Modern materials and engineering practices require many sorts of adhesives to create strong bonds between pieces and parts. Bonds may be designed for an attachment during manufacturing processes or for repair purposes after a failure. The first critical step of bonding is finding the proper adhesive to work with the materials that are being bonded. The properties and working time of the adhesive must be considered for the scenario to work and result in a long-lasting and stable bond of the parts involved.
Improper preparation of the bonding surfaces is often the cause of bond failure. It is critical to achieve good contact with the bonding surfaces and materials beneath the outer surface. Some materials such as PVC and ABS plastic can have the surface treated with a liquid primer to create a bonding surface. Other materials require physical material removal and use sanding and grinding to disturb the material substrate to create a good bond. Regardless of material, all surface coatings and contaminants must be removed from the contact area of the adhesive.
Preparing the surface can be accomplished many ways using abrasive tools. Sandpaper is a good starting point, and tools such as grinders and media blasting can be employed, with consideration of chemical strippers for some applications. Critical to this task is the treatment of the entire surface, so that any low spots get prepared as much as the high spots. The entire surface should be uniform and consistent.
There are basically two types of bonding; mechanical and chemical. Chemical bonding creates a bond between the actual material compositions of the pieces. Mechanical bonding creates a bond by attaching the adhesive around the surface irregularities of the part surface, explaining why we desire a rough surface for a good bond. Rough surfaces also give us more surface area for the adhesive to be in contact with. Smooth surfaces, even if chemically bondable, will not provide a bond as well as a rough surface, which has more surface area because of the profile of high and low areas that will contact the adhesive.
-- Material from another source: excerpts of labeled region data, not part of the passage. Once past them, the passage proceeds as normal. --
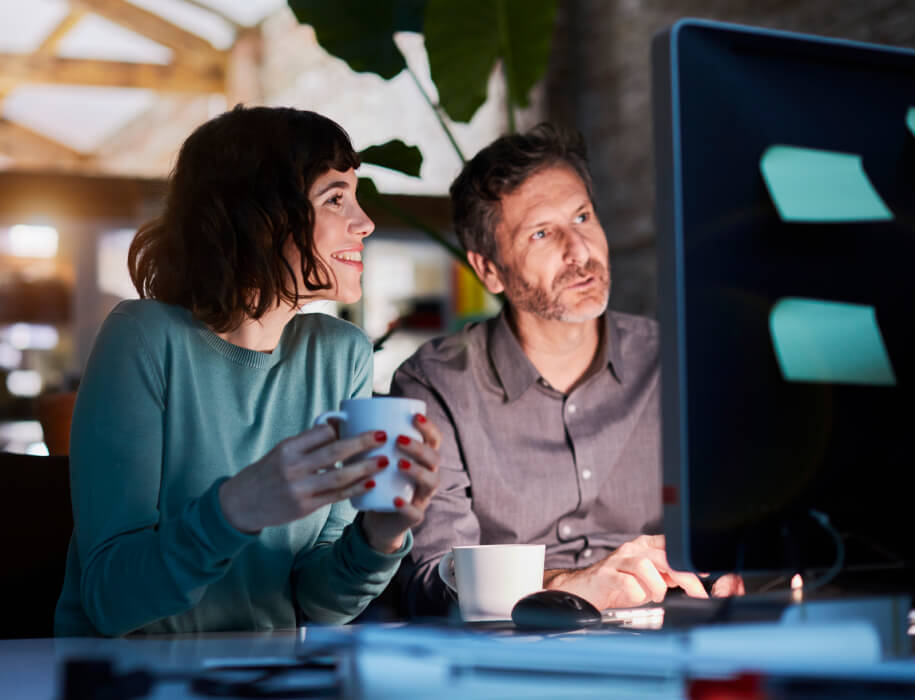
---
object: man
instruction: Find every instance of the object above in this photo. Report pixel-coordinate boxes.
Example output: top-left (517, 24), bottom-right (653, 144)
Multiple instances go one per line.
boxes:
top-left (392, 124), bottom-right (732, 616)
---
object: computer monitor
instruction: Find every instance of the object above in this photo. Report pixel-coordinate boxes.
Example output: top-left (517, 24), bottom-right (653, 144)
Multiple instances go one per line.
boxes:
top-left (652, 19), bottom-right (915, 587)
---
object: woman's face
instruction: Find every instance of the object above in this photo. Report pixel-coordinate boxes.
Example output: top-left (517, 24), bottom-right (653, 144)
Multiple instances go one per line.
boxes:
top-left (293, 168), bottom-right (375, 304)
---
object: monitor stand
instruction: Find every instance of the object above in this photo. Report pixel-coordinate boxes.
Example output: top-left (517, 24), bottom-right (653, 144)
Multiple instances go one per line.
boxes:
top-left (663, 592), bottom-right (912, 657)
Properly prepared parts get the adhesive applied and are pressed together to keep as much contact between them as possible. It is important to minimize the distance between the parts to minimize the stress placed on the adhesive for it to do its job.
Testing of a sample bond is important. If possible, it is always nice to use a couple of small sample pieces to make a trial bond, testing for strength after adhesive selection, surface preparation, and adhesive application. This will help determine if the outcome will be successful. It adds time and minimal expense to the project, but can gather important information about the overall success of the project, and the experience that is gained can be applied to make for a more attractive final bond area.
Adhesives are successfully used in the world we live in. Successfully bonding similar and dissimilar materials can be accomplished by properly preparing the surface, selecting the proper materials, and properly testing the bond on a small scale before the actual pieces are attempted.